Summer and winter have just about ended and we are moving well into autumn and spring, depending on your hemisphere. Time for another summary in any case!
Oh, by the way: if you use the "More detail" option on the Wiki, you get to see a lot of detail indeed. Some older gems get polished a bit and do not show up in the ordinary Changes. It is well worth exploring as well.
Codes, comments and customs
fossil is one of those gems well-known in the Tcl world, but apparently not appreciated as much outside. How to chisel at chiselapp.com, however, tells you set up your projects with fossil and get all the benefits of this wonderful, surprisingly light-weight, version control system.
Documentation is always a bit of a problem, isn't it? For many programmers it is something that comes after you had all the fun coding your exciting ideas. Perhaps Ruff! can help, as with a just bit of discipline you can extract your comments directly from the source code and turn them into nice looking docs.
A minimal debugger can be written using Tcl's [uplevel] command and other features. It is minimal, of course, but explore other possibilities from this page.
We all want to write quality software, don't we? If you are a bit uncertain about how to achieve that, perhaps these Tips for writing quality software can inspire you.
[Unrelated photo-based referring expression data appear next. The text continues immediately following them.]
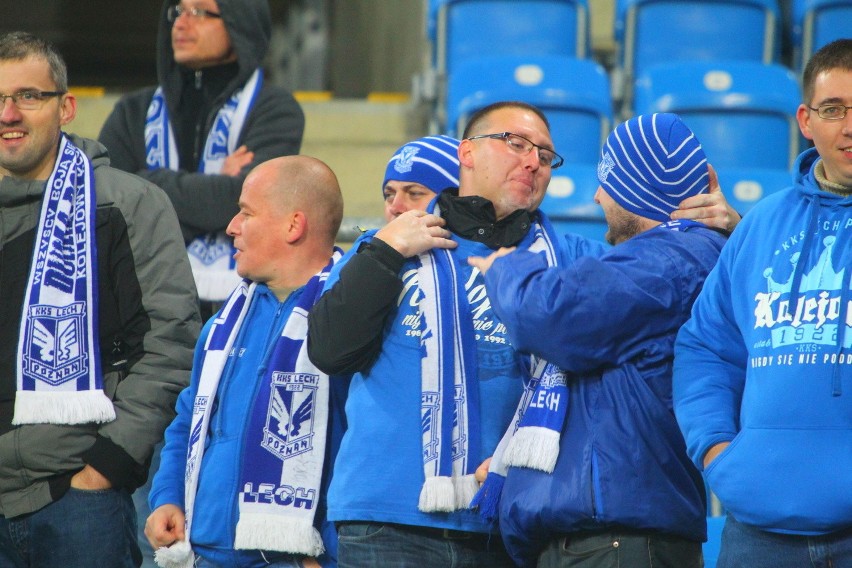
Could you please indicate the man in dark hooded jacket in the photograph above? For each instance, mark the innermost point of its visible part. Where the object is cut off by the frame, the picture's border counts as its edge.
(211, 119)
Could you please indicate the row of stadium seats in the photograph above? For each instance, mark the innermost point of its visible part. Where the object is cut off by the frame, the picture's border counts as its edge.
(743, 112)
(647, 31)
(570, 204)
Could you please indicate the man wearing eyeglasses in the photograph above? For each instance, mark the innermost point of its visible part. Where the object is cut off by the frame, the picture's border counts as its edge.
(762, 370)
(435, 380)
(211, 119)
(99, 319)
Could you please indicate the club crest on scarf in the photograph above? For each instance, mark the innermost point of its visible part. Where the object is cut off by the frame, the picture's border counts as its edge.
(57, 343)
(216, 147)
(155, 142)
(289, 427)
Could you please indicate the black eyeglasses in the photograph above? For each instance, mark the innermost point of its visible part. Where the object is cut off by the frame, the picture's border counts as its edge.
(831, 111)
(30, 100)
(176, 12)
(523, 146)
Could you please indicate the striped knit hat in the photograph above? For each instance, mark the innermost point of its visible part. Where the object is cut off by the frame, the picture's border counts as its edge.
(431, 161)
(651, 163)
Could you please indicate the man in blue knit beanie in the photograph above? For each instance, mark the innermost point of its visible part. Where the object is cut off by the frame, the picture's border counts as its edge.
(617, 487)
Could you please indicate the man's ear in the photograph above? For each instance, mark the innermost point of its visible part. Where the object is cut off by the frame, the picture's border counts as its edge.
(67, 109)
(803, 117)
(297, 226)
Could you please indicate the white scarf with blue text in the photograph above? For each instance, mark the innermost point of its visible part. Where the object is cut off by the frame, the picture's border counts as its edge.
(58, 360)
(210, 255)
(284, 446)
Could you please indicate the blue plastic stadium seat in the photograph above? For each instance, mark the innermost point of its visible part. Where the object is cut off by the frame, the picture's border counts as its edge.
(743, 187)
(467, 29)
(573, 93)
(744, 113)
(817, 23)
(650, 32)
(570, 201)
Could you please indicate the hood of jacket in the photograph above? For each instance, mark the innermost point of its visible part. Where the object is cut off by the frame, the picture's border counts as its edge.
(249, 26)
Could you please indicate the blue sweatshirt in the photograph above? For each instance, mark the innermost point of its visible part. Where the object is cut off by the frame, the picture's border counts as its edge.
(765, 363)
(216, 505)
(610, 323)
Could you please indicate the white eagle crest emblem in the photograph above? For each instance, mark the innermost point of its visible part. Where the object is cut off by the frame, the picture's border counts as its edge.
(289, 426)
(56, 345)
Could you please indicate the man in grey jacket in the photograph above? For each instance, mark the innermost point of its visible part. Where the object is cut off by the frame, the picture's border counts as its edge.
(99, 320)
(211, 119)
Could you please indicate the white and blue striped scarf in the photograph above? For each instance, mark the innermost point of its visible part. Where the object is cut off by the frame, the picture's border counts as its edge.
(59, 368)
(532, 439)
(210, 255)
(284, 448)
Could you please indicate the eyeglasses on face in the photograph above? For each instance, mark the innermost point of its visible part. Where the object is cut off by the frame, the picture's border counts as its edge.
(30, 100)
(523, 146)
(176, 12)
(831, 111)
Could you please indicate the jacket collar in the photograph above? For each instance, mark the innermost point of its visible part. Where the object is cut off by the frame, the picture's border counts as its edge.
(474, 218)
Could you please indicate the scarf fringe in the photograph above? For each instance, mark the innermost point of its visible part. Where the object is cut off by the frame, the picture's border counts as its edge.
(438, 495)
(178, 555)
(487, 499)
(534, 447)
(259, 531)
(465, 489)
(65, 407)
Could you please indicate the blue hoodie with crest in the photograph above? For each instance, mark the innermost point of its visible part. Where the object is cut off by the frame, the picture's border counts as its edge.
(764, 363)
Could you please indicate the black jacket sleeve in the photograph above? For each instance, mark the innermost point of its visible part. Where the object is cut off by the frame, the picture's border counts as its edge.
(346, 326)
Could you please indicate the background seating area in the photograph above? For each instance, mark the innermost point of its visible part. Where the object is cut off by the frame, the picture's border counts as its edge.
(719, 64)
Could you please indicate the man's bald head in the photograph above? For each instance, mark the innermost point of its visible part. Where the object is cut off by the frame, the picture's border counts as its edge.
(303, 183)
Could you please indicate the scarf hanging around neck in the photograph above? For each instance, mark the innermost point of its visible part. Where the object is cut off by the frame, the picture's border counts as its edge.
(59, 368)
(284, 447)
(211, 254)
(450, 390)
(532, 439)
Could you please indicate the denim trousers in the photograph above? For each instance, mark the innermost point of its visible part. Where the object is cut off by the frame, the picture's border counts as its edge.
(367, 545)
(203, 563)
(83, 529)
(621, 549)
(744, 546)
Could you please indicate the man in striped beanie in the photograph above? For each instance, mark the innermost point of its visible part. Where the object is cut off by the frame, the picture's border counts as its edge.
(622, 483)
(648, 165)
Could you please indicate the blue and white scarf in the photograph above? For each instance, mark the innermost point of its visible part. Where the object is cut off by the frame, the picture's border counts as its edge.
(532, 439)
(450, 390)
(284, 447)
(59, 367)
(210, 255)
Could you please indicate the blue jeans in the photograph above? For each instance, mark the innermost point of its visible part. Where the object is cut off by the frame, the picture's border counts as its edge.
(202, 563)
(749, 547)
(83, 529)
(621, 549)
(364, 545)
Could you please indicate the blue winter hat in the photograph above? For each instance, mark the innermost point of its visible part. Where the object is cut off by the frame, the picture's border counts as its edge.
(431, 161)
(651, 163)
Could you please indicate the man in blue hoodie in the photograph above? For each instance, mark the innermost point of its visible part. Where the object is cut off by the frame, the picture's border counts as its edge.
(247, 460)
(763, 371)
(599, 474)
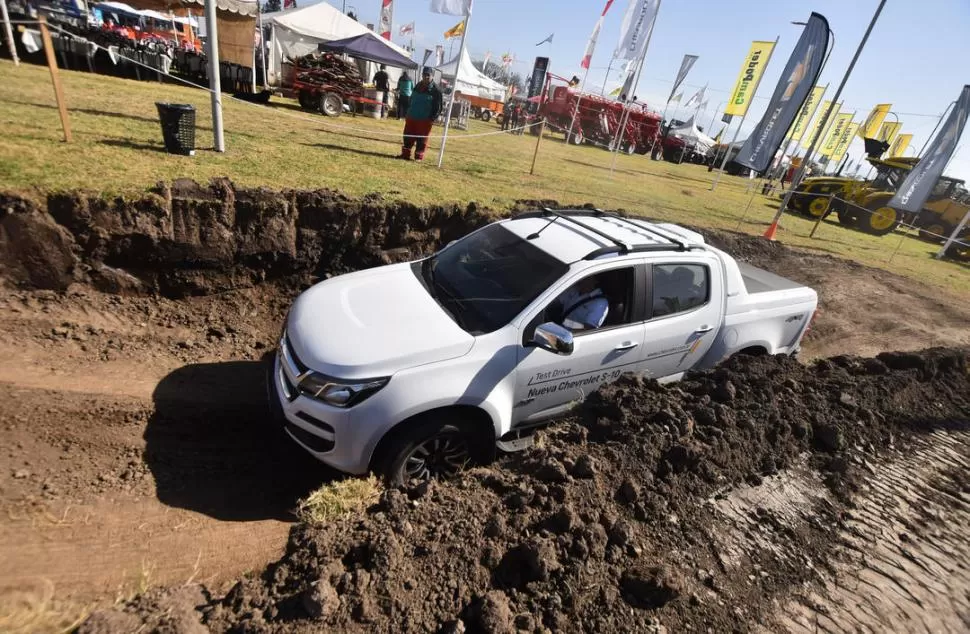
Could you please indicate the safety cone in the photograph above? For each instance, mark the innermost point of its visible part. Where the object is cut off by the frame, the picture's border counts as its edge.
(770, 233)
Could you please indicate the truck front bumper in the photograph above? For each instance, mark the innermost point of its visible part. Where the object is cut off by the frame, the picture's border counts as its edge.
(330, 434)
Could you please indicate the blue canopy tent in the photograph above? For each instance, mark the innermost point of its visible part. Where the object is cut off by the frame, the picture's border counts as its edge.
(370, 47)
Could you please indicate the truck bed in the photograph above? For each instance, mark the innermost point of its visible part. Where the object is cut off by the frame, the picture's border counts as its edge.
(761, 281)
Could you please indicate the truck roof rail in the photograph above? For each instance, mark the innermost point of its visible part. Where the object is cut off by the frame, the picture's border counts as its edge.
(674, 242)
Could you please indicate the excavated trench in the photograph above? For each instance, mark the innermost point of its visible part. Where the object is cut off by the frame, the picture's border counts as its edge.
(742, 498)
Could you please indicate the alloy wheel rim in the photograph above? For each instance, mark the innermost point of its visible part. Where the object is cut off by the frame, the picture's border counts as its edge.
(818, 207)
(883, 218)
(440, 455)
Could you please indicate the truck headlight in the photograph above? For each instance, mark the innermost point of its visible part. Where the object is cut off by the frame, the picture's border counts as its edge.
(339, 393)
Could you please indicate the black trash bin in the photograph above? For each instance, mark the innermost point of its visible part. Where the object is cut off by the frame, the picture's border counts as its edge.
(178, 127)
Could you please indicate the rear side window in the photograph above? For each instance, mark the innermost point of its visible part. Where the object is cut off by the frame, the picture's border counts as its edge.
(679, 287)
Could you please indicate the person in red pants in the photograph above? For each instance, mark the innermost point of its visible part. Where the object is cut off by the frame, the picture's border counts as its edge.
(422, 111)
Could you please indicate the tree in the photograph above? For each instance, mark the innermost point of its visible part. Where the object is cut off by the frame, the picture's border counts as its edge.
(501, 74)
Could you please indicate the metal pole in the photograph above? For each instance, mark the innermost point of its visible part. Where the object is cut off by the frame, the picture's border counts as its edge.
(714, 116)
(55, 78)
(579, 97)
(607, 78)
(754, 91)
(262, 47)
(663, 117)
(9, 33)
(451, 98)
(633, 89)
(727, 151)
(626, 108)
(215, 82)
(838, 93)
(942, 116)
(535, 154)
(953, 236)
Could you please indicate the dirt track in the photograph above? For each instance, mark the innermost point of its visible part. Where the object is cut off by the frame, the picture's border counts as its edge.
(132, 425)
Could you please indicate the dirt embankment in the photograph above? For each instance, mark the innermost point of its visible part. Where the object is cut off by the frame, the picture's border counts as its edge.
(628, 518)
(185, 239)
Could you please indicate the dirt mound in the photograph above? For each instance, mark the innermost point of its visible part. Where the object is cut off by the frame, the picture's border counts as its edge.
(185, 239)
(608, 524)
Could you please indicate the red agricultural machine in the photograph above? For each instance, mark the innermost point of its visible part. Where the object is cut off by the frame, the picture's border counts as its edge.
(598, 118)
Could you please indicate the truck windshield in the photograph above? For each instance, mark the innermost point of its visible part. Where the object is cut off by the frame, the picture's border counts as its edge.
(489, 277)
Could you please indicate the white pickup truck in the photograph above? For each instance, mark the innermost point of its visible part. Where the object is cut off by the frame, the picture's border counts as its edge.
(414, 370)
You may have seen the name before, Nagelfar, and wondered what it was all about. Searching the Web brings up mythological concepts - or a heavy-metal band. What it does in the Tcl world, is something completely different: static analysis of your code!
Knots are besides mathematical objects with their own set of intellectual esthetics also very decorative, as demonstrated by this page: Solomon's Knot.
Menus to toplevel windows need not be limited to lists of "dull" choices, as this flexmenu package shows.
tkFPlot is a nice little tool to visualise mathematical functions. Now it comes with an interactive demo on the Wiki.
There was a discussion the other week on the comp.lang.tcl newsgroup about calculating the Distance from a Point to a Plane (3D) - and several people posted implementations on the Wiki.
The page on Numeric arrays in pure Tcl testifies of a longing for a facility to do "heavy" numerical calculations within Tcl programs. Has anyone ever counted the number of experiments? (Your Wiki chronicler is responsible for a non-negligeable fraction)
And - call me a nerd - why not? Solitons and the Korteweg-de Vries equation shows that classical physical-mathematical problems are well within reach of amateurs (in the widest sense of the word).